Design Studio: Typography (Project 3 – Body an soul)

Brief:

This project requires you to typeset and recreate a page of copy that faithfully reflects an existing page layout.

Suggested process

  1. Select multiple source examples – small, medium and large format publications – special-interest magazines, journals, and books serve as good starting points.
  2. Select one example in consultation with your eLA. The main criterion for suitability is that it is considered to be an example of ‘good typesetting practice’, and it demonstrates use of multiple levels of typographic hierarchy.
  3. Begin typeface identification.
  4. Measure and ‘deconstruct’ the example page layout and grid.
  5. Take initial typesetting measurements: pt size, leading column width, paragraph indents etc.
  6. Create an InDesign document which uses the example page’s specifications.
  7. Identify and activate fonts as required.
  8. Use Universal Type Server to access the Adobe Open Type Library.
  9. Import your copy (provided).
  10. Begin setting the text to initial measurements
  11. Print, compare to original example and critique your work in progress.
  12. Make corrections and modifications as required.
  13. Continue to print, review and correct until your version faithfully reflects the original example in typographic style and (to a lesser extent) page layout.
  14. Prepare a type specimen sheet using the InDesign template provided.
  15. Create and apply typographic/document ‘Styles’ that accurately match the sample setting.
  16. Save your InDesign file. Package and Zip the file for upload to Blackboard.
  17. Document your design process following the guidelines in the Design process document brief (AdditionalResources/Design-process-document-brief.html) for upload to Blackboard.

In week 6 I completed a number of steps for Project 3, that involved measuring, identifying typefaces and reconstructing the layout.
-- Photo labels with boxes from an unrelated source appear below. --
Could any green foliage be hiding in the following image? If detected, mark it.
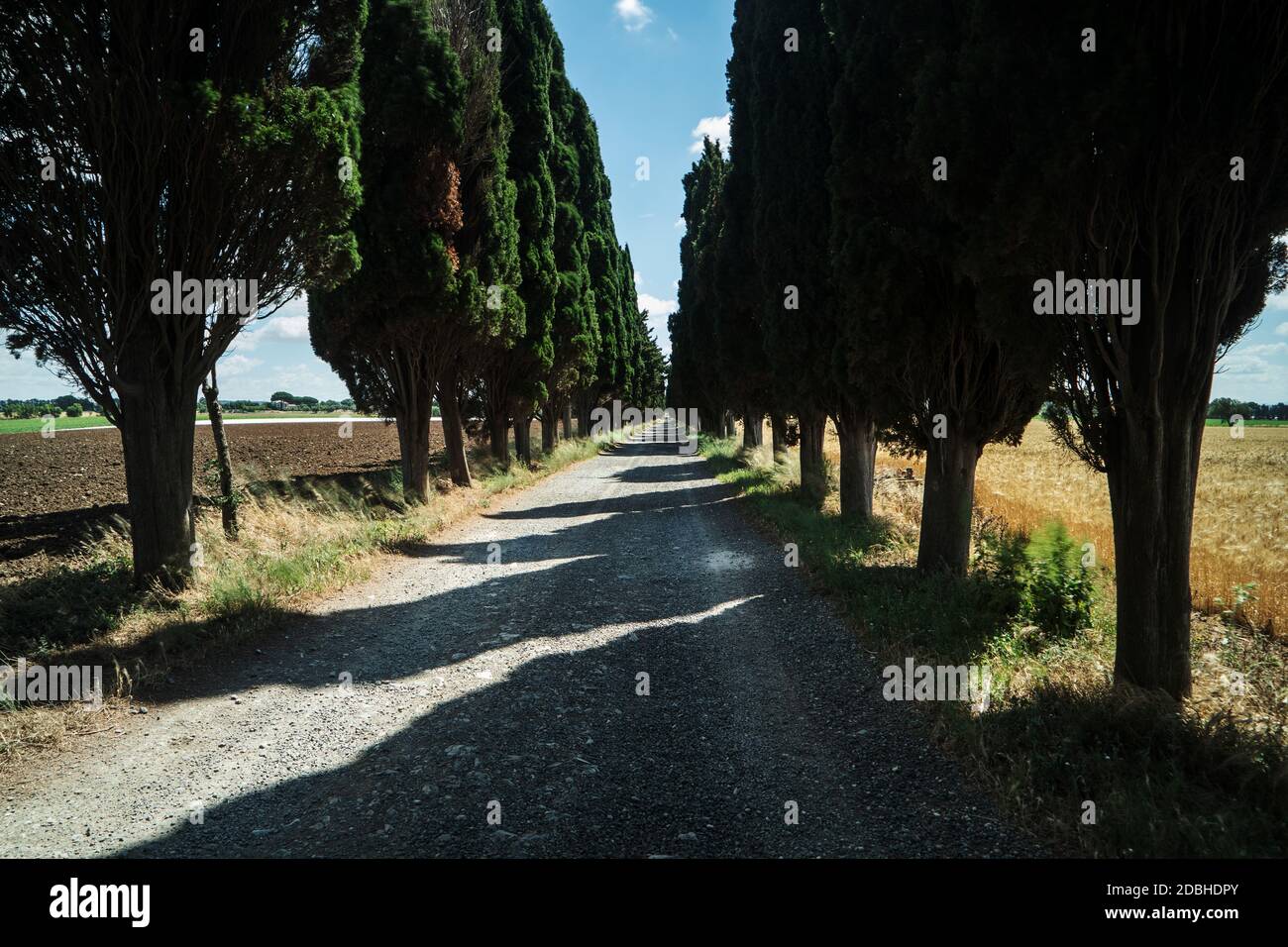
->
[309,0,467,416]
[1020,522,1095,637]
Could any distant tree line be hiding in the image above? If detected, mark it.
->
[1207,398,1288,421]
[669,0,1288,695]
[0,394,102,417]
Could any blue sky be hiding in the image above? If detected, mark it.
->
[0,0,1288,402]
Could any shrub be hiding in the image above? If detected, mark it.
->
[1020,522,1095,637]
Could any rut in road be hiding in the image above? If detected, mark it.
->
[0,430,1038,857]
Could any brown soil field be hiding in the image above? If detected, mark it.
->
[0,421,443,582]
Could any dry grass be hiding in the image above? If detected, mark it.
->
[828,421,1288,633]
[703,438,1288,858]
[0,441,600,772]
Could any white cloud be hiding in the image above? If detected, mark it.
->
[219,353,265,377]
[639,292,680,316]
[690,112,733,155]
[613,0,653,33]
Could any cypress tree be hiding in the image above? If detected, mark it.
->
[954,0,1288,697]
[483,0,558,464]
[309,0,471,502]
[0,0,365,587]
[828,0,1050,575]
[541,46,599,453]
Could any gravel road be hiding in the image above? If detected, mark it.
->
[0,430,1035,857]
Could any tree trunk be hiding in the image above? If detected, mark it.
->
[438,371,474,487]
[485,385,510,468]
[514,411,532,467]
[119,378,198,590]
[1107,411,1203,698]
[769,415,787,460]
[836,406,877,519]
[917,437,980,576]
[541,398,561,454]
[394,386,434,505]
[800,411,827,507]
[201,368,237,541]
[742,408,765,451]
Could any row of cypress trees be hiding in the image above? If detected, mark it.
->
[309,0,665,501]
[670,0,1288,695]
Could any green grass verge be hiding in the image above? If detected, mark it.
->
[702,440,1288,857]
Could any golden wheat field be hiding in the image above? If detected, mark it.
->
[829,421,1288,634]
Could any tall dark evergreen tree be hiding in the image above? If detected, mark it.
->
[0,0,366,586]
[309,0,476,502]
[827,0,1050,574]
[667,139,728,437]
[430,0,524,487]
[483,0,559,464]
[729,0,860,515]
[541,49,600,453]
[953,0,1288,695]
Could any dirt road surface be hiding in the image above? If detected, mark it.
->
[0,430,1037,857]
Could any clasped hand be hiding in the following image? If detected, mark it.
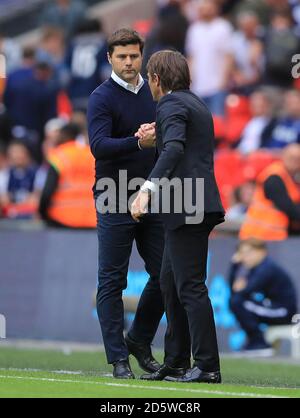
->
[135,122,156,148]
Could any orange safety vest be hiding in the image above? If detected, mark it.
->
[48,141,96,228]
[240,162,300,241]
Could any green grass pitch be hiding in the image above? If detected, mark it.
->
[0,345,300,398]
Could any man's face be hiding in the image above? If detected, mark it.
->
[148,73,160,102]
[108,44,142,85]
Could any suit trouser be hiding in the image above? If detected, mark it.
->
[97,213,164,363]
[161,221,220,371]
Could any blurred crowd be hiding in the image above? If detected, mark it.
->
[0,0,300,239]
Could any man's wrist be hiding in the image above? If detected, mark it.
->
[140,180,156,194]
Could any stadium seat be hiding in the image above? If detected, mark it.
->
[265,324,300,359]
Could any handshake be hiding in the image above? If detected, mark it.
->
[134,122,156,149]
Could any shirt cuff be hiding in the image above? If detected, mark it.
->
[141,180,157,193]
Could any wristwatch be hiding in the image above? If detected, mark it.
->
[140,180,156,194]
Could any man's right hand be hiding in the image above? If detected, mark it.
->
[135,122,156,148]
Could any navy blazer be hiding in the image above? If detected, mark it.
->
[149,90,224,229]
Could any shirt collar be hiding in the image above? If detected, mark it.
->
[111,71,145,94]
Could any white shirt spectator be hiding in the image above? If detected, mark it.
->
[186,18,233,97]
[232,31,263,80]
[238,116,270,154]
[0,169,9,196]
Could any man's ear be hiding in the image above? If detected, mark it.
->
[154,74,160,87]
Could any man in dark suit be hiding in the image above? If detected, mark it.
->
[131,51,224,383]
[88,29,164,379]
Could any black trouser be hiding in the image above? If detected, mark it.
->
[97,213,164,363]
[161,220,220,371]
[230,293,295,344]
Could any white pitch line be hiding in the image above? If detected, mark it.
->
[0,375,287,398]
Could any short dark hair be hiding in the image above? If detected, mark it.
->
[147,50,191,92]
[107,28,144,56]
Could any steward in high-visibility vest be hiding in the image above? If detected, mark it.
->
[240,150,300,241]
[41,123,96,228]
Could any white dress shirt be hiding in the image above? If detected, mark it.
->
[111,71,145,94]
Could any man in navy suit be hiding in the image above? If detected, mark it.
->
[88,29,164,379]
[131,51,224,383]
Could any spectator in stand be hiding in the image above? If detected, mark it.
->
[3,47,35,86]
[0,142,8,217]
[143,0,189,73]
[42,118,67,159]
[0,140,39,218]
[264,10,300,87]
[39,0,85,40]
[225,181,255,224]
[39,123,96,228]
[4,57,59,159]
[0,101,11,144]
[240,144,300,241]
[260,90,300,149]
[232,12,263,95]
[186,0,233,116]
[229,239,297,357]
[238,88,277,154]
[36,26,68,88]
[66,19,111,111]
[0,33,22,73]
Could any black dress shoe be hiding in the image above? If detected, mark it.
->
[125,335,160,373]
[165,366,222,383]
[140,364,187,380]
[113,360,134,379]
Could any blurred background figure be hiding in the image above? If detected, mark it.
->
[39,0,85,40]
[240,144,300,241]
[261,90,300,149]
[0,32,22,72]
[65,19,111,111]
[39,123,96,228]
[264,9,300,87]
[232,12,263,94]
[229,239,297,357]
[4,52,59,161]
[143,0,189,75]
[36,26,68,88]
[238,88,277,154]
[0,142,8,218]
[226,181,255,224]
[0,140,39,219]
[185,0,233,115]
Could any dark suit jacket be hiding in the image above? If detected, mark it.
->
[149,90,224,229]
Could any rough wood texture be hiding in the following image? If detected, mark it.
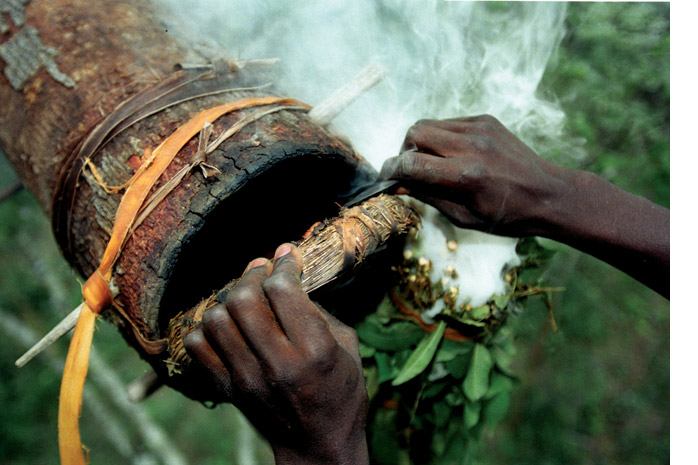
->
[0,0,375,392]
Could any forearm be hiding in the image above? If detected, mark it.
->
[273,431,369,465]
[530,168,670,298]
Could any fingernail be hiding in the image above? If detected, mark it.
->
[274,244,291,260]
[245,258,267,271]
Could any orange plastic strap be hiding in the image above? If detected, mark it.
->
[58,97,300,465]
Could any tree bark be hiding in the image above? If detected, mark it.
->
[0,0,376,396]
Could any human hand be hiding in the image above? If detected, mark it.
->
[184,244,368,464]
[381,115,566,236]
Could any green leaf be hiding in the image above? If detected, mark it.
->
[434,339,473,362]
[493,295,511,310]
[485,371,514,399]
[463,400,482,431]
[444,355,469,379]
[468,305,492,320]
[359,341,376,358]
[483,391,509,428]
[463,344,494,402]
[356,313,424,352]
[374,352,395,383]
[393,321,446,386]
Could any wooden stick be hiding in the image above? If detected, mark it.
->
[15,302,82,368]
[308,63,386,126]
[167,194,421,374]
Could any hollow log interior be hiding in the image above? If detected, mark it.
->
[159,152,355,328]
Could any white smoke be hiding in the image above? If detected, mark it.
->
[159,0,580,306]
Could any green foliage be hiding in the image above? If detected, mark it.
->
[356,240,550,464]
[541,2,669,207]
[0,2,670,465]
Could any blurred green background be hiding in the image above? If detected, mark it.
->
[0,2,669,465]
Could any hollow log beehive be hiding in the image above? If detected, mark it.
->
[0,0,402,397]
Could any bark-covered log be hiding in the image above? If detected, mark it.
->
[0,0,392,396]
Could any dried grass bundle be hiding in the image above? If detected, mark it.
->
[167,194,420,373]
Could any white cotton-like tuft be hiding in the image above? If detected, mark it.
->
[407,205,520,322]
[157,0,572,312]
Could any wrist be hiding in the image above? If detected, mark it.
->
[272,432,369,465]
[517,162,588,238]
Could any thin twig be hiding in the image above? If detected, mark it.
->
[308,64,386,126]
[15,303,82,368]
[0,181,24,202]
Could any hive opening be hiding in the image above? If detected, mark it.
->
[158,155,356,330]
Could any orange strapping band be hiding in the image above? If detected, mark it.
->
[58,97,303,465]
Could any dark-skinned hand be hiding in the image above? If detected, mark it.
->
[184,244,368,464]
[381,115,670,297]
[381,115,564,236]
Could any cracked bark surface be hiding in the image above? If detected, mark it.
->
[0,0,375,392]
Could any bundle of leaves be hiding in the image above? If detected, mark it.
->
[356,238,554,464]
This week I will refine and finish the project, aiming to have a recreated document that uses the style and layout of the original as closely as possible.

It’s important to note that I contacted the type foundry that provides the Miller font family and was able to be provided with a trial license of the Miller Text and Miller Headline families. Because of being able to use the correct quality typefaces, a number of my measurements did change, because of the way the dimensions of the typefaces actually work. Below is the revised version of the measurements.

Article-revised-measure

– Import your copy

Article-inputtext-example

Using the provided text, I imported this into my document and created the headings as appropriate. It is important to note several things that I discovered here.

  • I had not realised the importance of measuring or counting the number of lines that were within each paragraph. I went through the original scanned document and counted the number of lines, so I was able to more faithfully replicate the design.
  • In the previous attempt of this recreation I had assumed that each paragraph was split into individual text boxes and I was not sure how this could work. I was very wrong about this. I was mainly confused because of the vertical justified alignment of the text. It turned out, that if you are following the number of lines, and layout of the original very similarly that if you create one text box, placed into three columns and a 5mm gap, that once you have all the text inputed you can align it with vertical justification and everything will align as is demonstrated in the original.
  • I had also discovered previously that each paragraph had a slightly different tracking, because of the size of the various text within. So, to make sure that I could keep this as close as possible, I made character styling options for each paragraph.

Print 1

Scan 5

I printed out a copy of the important design and used the printed type gauge to identify a that the size of the heading was actually incorrect. I also used a ruler to measure out each section and found that there were many inconstancies in the spacing.


After participating in the collaborate session it was discovered that the heading/subheadings and some areas of the document were actually using a different typeface to what I had thought. The titles are actually using Miller Display. I have re-labelled the document.

document-labelled

I also tried to improve the quality of the scan, so that it was not as blurry and did not have the dark line along the right side.

document-scanned

document-input

Because I do not currently have access to the Miller Display font family, I have used Miller Text in this example.